Robert Capa a documenté certains des plus grands évènements politiques du XXe siècle en Europe de l’Ouest. Mais peu d’initiés savent qu’il a également réalisé des photos en couleur. L’exposition “Capa in Color”, visible jusqu’au 4 mai à l’ICP, nous le rappelle.
« Après sa mort, toutes les expositions et projets posthumes ont vraiment exclu le travail de la couleur qu’il a effectué pendant une bonne partie de sa carrière» souligne Cynthia Young, commissaire de l’exposition. Une bonne partie des pellicules, très fragiles, avait terni et était inutilisable avant que la technologie digitale ne permette de les restaurer. Par ailleurs « il y avait aussi cette idée, dans les années 60 et 70, qu’un vrai journaliste photo ne travaillait pas en couleur ».
Et pourtant, Capa a tout de suite été emballé par la couleur lorsque les premières bobines sont apparues. « Envoyez-moi immédiatement 12 rouleaux de Kodakrome avec toutes les instructions », demande-t-il en 1938 à son agence alors qu’il est en train de couvrir la guerre sino-japonaise. « Seulement quatre photos de Chine ont survécu, mais l’enthousiasme de Capa pour la couleur est resté », commente Cynthia Young.
Par la suite, «l’utilisation de la couleur coïncide avec une période où Capa s’est réinventé en tant que photoreporter, après la guerre d’Espagne et la Seconde guerre mondiale » explique Cynthia Young. A ce moment-là, la couleur est privilégiée par les magazines (Holiday, Illustrated, Collier’s etc.) pour des sujets plus légers. Capa nous emmène notamment à Paris, Biarritz et Dauville, Rome, au ski dans les Alpes et en Norvège pour des reportages de voyages.
« Avec la couleur, il pouvait beaucoup mieux illustrer la gaieté de ce qu’il voulait raconter, il y avait plus d’humour» observe Cynthia Young. On découvre aussi des photos de tournages de films avec des stars de cinéma comme Ingrid Bergman, Humphrey Bogart, John Huston, Ava Gardner ou Anna Magnani, et les tirages en couleur du fameux reportage sur Picasso dans le Sud de la France. Ces photos plus intimes que “glamour” laissent transparaitre la relation amicale que Bob Capa entretenait avec un certain nombre de ces artistes.
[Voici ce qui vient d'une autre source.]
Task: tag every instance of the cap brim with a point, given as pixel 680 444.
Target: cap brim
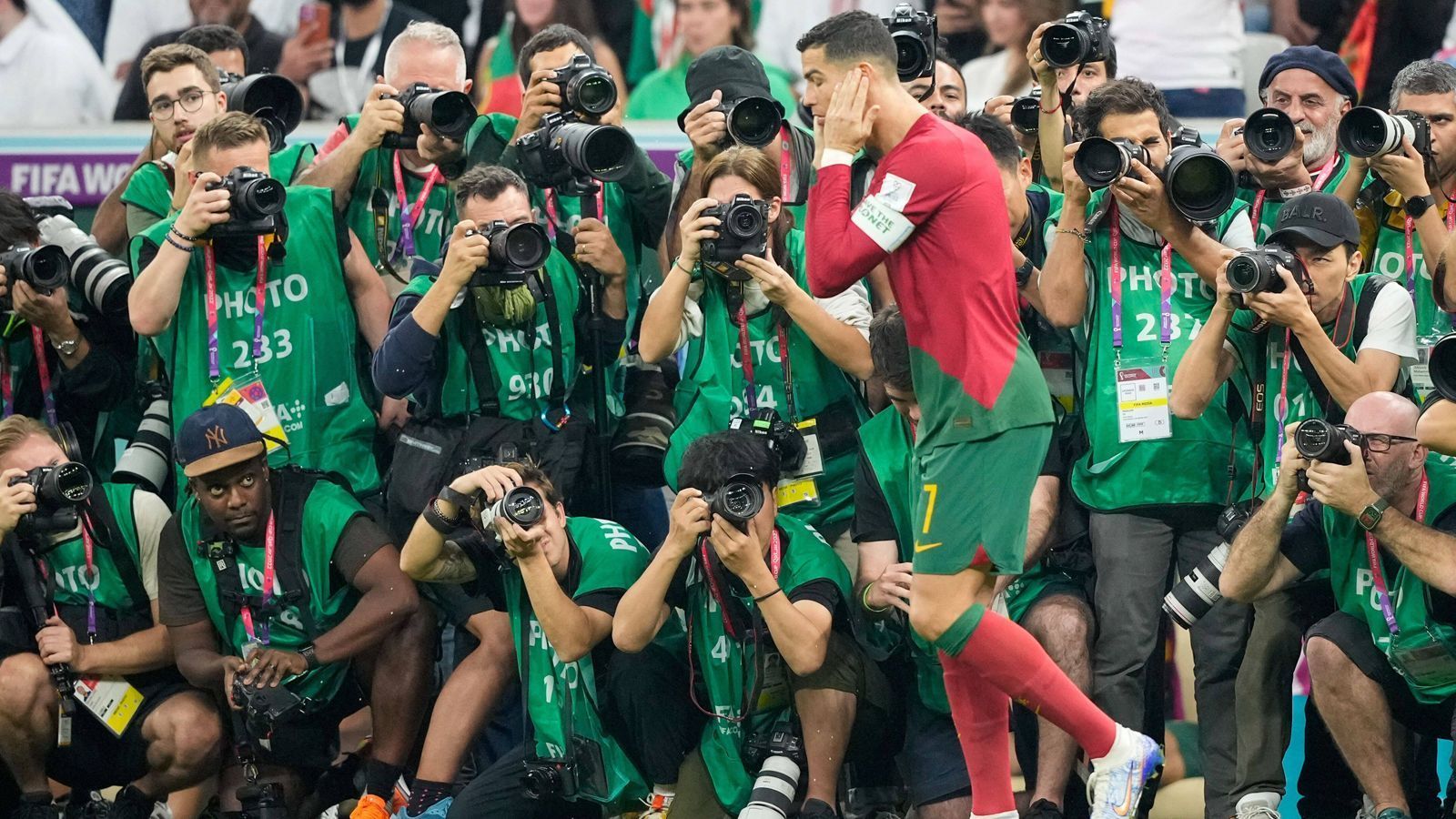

Pendant la Seconde guerre mondiale, alors que les magazines utilisaient peu la couleur (plus chère, plus longue et compliquée à développer) « il persistait à l’utiliser et même encourageait les autres photographes à l’utiliser ». Ces photos sont d’une modernité saisissante pour l’époque. Après la guerre et « pendant le reste de sa vie, il emportait presque toujours au moins deux appareils: un pour le noir et blanc et un pour la couleur. Il n’a jamais privilégié l’un par rapport à l’autre».